American History 102: 1865-Present
Stanley K. Schultz and William P. Tishler
Topic One
Reconstructing the Nation
Page 2

The North had conquered and, as in any war, to the victor belonged the spoils. Well, what were the spoils? What had the South suffered as a result of the Civil War? There are three ways of answering that question. First, physically. Second, legally or constitutionally. And third, and probably most important of all, emotionally.

Image Right: Four billion dollars in human property were lost as a result of the Civil War.


Physically, the Atlantic coast cities--from Richmond down to New Orleans--lay largely in ruins. Cities were the hardest hit areas of the South. Transportation and communication systems largely were destroyed. In the countryside, there was extensive loss of livestock, tools, homes, and farms. The end of the war also physically destroyed the South's monetary and economic system.

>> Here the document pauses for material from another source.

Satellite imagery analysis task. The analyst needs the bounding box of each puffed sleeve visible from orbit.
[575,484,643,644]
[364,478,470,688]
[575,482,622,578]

Of course, as far as many Southerners were concerned, the greatest property loss of all lay in the loss of somewhere between three and a half million and four million Negro slaves. Somewhere in the neighborhood of perhaps four billion dollars of capital investment in human property disappeared as a result of the war. It's not surprising, then, that most of the memoirs left by Southerners during the days of Reconstruction paint a totally devastated, totally ruined South. And yet, that notion was not correct. Many areas of the South experienced little or nothing of the war. Also, the labor represented by the slaves was not lost; it was simply transformed from one of legal chattel slavery to supposed freedmen. Nonetheless, physically, the war had done a considerable amount of damage.

Legally, as far as the North was concerned, there were eleven states out of the Union that had to be reannexed, as it were, back into the Union. The question of how to accomplish that would become the most vexing question that Americans had to face in the decade or so following 1865.

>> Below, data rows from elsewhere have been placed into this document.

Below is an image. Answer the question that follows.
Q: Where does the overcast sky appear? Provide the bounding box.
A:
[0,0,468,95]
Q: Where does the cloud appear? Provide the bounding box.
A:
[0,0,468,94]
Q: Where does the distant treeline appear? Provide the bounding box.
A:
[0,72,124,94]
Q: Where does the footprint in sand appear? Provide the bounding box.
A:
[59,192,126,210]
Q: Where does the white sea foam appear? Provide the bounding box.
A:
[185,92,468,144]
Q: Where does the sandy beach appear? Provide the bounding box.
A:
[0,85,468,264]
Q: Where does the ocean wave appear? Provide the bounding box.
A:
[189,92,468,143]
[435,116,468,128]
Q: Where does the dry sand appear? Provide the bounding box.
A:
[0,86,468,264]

The third way of answering our question is emotionally. Despite all the physical results of the war, the real tragedy of defeat was overwhelmingly a state of mind. The South saw itself condemned by former friends in England and France for having fought a war to uphold chattel slavery. Most humiliating for Southerners were the some 80,000 blacks slaves who had fled across Union lines to join the Union army to fight against their former masters. Southerners accepted military defeat. They had no choice. They were not ready to accept spiritual defeat. More than ever, Southern leaders returned to the myths of the prewar South. Material defeat had to be turned into social and spiritual victory.

There had been two initial skirmishes between Lincoln and the Congress. Both addressed themselves to our question of who runs this country. Lincoln, according to many Radical Republicans, in both the House of Representatives and in the Senate, was, in a sense, soft on Southernism. That is, he seemed to be far too charitable. He'd even said in his Second Inaugural Address in March of 1865, "With malice toward none. With charity toward all."

Lincoln had had a proposal to bring the South back into the Union once the war came to a conclusion. Back in December of 1863, he had issued a Proclamation of Amnesty and Reconstruction. In that, Lincoln argued that the Southern states, even though on a war footing, never had left the Union. Therefore, to restore the South to full partnership in the nation what Lincoln proposed was that Southerners take a very simple loyalty oath, in essence saying, "I have never been disloyal to the Union." He said that if ten percent of the members of a Southern state who had been eligible to vote in 1860 would take that oath, Lincoln would recognize the new government those individuals elected. In his plan of Reconstruction, Lincoln ignored any comment about enfranchising the slaves.

Wade-Davis Bill
Passed by Congress in July of 1864, this Civil War measure, introduced by two Radical Republicans, Ohio senator Benjamin F. Wade and Maryland representative Henry Winter Davis, asserted congressional power over Reconstruction. It required that a majority of a seceded state's white men take an oath of loyalty to the Constitution and guarantee black equality.

Congress responded very quickly to Lincoln's proposal. In July of 1864, Radical Republicans in Congress passed they called, what came to be called, the Wade-Davis Bill. That was a bill that set forth a much harsher formula for Reconstruction. In the Wade-Davis Act, the president would appoint a provisional governor for each Southern state. Fifty percent of those eligible to vote in 1860 would have to take what came to be called the "iron-clad loyalty oath." That was an oath that not only said that "I had never been disloyal to the Union," but that "I've never taken up arms against the Union. I've never had the slightest thought in my imagination of being disloyal to the Union." Moreover, the Wade-Davis Bill said that each new state constitution had to include legislation that would take the vote away from all those who had been disloyal, that would henceforth prohibit slavery, and, most important for Northern bankers and financiers, each new Southern constitution had to repudiate the Confederate debt. And so, the issue was struck. Who runs the country? The president or Congress?